Poczekajcie prześmiewcy jak wyciągnę moje polarne walonki, wtedy dopiero będzie lans
A nasze drzewo obsiadły takie oto zmarznięte bidusie... gdyby obsiadły nieco niżej byłaby szansa, że zajmie się nimi wykwalifikowana kudłata niania i własnym chuchem ogrzeje... a tak to marzną biedaczyska
Zima powolutku się rozkręca
ale jeszcze przegrywa z jesienią ilościowo i jakościowo.
suki mozolnie tropią zimę
Dla miłośników sprintu - treningowe przebieżki
stylem "na szczupaka"
stylem "na misiaka"
z lekką nutą obertasa
Klasycznie - tango
oraz białe tango z figurami
Przedtreningowe zgrupowanie podblokowe
Conajmniej dwie na cztery zgromadzone tutaj suki trenują... leserstwo
Coś dla żądnej krwi
marieanne - kilka kadrów ze sparringu:
Arbiter: Jużak - Kira.
Ludzie "ze środowiska" mówią, że nic nie umknie jej uwadze - widzi nawet to czego nie ma
Ostatnie trenerskie wskazówki przed starciem.

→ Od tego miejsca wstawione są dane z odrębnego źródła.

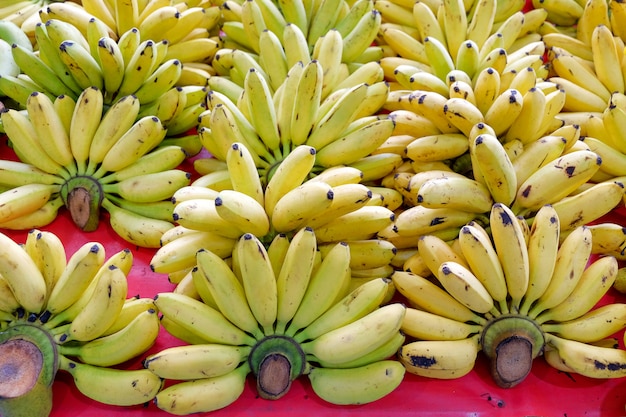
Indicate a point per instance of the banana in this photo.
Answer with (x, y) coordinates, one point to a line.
(332, 122)
(201, 320)
(440, 359)
(457, 193)
(531, 116)
(358, 303)
(324, 287)
(259, 282)
(363, 223)
(151, 187)
(356, 144)
(483, 261)
(116, 121)
(106, 301)
(22, 275)
(576, 210)
(355, 339)
(503, 109)
(162, 158)
(423, 325)
(291, 172)
(606, 61)
(200, 214)
(199, 361)
(595, 281)
(495, 167)
(543, 246)
(143, 136)
(366, 383)
(299, 115)
(48, 252)
(242, 211)
(20, 130)
(85, 120)
(38, 218)
(597, 324)
(82, 66)
(510, 244)
(226, 290)
(558, 179)
(437, 147)
(203, 395)
(112, 386)
(132, 308)
(571, 260)
(180, 253)
(361, 36)
(81, 269)
(135, 228)
(299, 205)
(295, 272)
(462, 114)
(128, 343)
(428, 296)
(37, 70)
(463, 285)
(420, 220)
(24, 200)
(261, 108)
(537, 154)
(587, 359)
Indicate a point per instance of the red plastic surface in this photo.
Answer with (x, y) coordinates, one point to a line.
(545, 392)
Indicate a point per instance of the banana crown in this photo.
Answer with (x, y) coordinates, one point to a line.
(278, 312)
(504, 292)
(76, 311)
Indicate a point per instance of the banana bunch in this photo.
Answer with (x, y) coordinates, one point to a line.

Trener: mix wieloowocowy - Roxi Balboa.
Iiiiiiiiii..... Powitanie zawodników:
Airedale terrier - Tonia zwana Ostrym Tofikiem
Bern - Grandzina Killer z Natolina
Komisyjne sprawdzenie nawierzchni
Tradycyjne smyrnięcie policzkami przed walką
Zawodnik się zapomniał i chciał pocałować w uszko
Terrier nie fikaj... Terrier... co ty wiesz o zagryzaniu Nie radzę tykać mej zajedwabistej bernenościNamierzanie tętnicy szyjnej
Precyzyjny chwyt dławiąco-ksztuszący
Terrier pokonan
Migawki z pierwszego śnieżnego dnia treningowego
Sędzinę poniosły emocje...
Materiał dowodowy zebrany specjalnie dla tych, którzy na FB nas napadali, że Granda rzuca się biednemu
niewinnemu <błahahahaha> terrierowi do gardła... proszę bardzo... chodząca (a w zasadzie pędząca) niewinność
... w koncu każdemu może skończyć się cierpliwość
A w ogóle to Granda jest niezwykle subtelną i dobrze wychowaną młodą panienką (aż się chce napisać "na wydaniu"
)
Dziękujemy za uwagę. Truchła pokonanych przykrył śnieg.